Bao Nguyen: I'm Running To Be Garden Grove's Mayor
Bao Nguyen--one of Orange County's rising, young political stars--announced today that he is running for mayor of Garden Grove, his hometown city.
Bao Q. Nguyen: Lets make Garden Grove better for residents
The intellectually-weighty, calm but irrepressible son of Vietnam War refugees, Nguyen--currently a trustee of the Garden Grove Unified School District's Board of Education--says he can help make serious improvements in city affairs for residents.
"I want to return focus back to our neighborhoods and businesses," the UC Irvine graduate said in a statement. "Our neighborhoods need attention as much as our tourism industry.
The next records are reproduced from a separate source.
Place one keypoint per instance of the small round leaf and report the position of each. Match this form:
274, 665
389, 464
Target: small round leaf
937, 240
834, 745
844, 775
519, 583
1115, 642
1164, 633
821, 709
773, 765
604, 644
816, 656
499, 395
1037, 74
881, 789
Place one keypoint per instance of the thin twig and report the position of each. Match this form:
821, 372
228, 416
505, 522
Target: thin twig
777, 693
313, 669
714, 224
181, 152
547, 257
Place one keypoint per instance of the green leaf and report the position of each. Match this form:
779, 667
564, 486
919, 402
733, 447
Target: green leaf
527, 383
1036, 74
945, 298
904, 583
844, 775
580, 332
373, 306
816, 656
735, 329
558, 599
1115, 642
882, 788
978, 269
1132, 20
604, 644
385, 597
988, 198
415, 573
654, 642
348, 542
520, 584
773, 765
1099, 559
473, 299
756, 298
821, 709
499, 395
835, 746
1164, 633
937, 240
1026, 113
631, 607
We should be a city where our children will choose to stay, raise families and grow businesses."
On the school board, Nguyen's achievements have included improving learning standards for students in language skills as well as fighting homophobic plots to ban gay and lesbian Vietnamese American citizens from participating in the annual Tet parade in Little Saigon.
If elected mayor, he says improving Garden Grove's infrastructure is a top goal.
"My priority is ensuring our city is accountable to families and taxpayers by having responsible budgets that focus resources on livable neighborhoods," said Nguyen, who enjoys allies in the county's labor union community. "Our sidewalks, road and streetlights need repair."
He says he wants to strengthen commercial infrastructure to attract high-paying, technology company jobs and to help residents, particularly senior citizens, get access to important healthcare.
Among Nguyen's opponents will be Bruce Broadwater, the current mayor who is seen by many observers--to be overly kind--as the fossil-like, slippery tool of certain business special interests in the city.
Nguyen won 2013 honors in OC Weekly's annual People issue and first saw national media attention as a college student in 2000 after my news article involving Sen. John McCain's use of the slur "gook."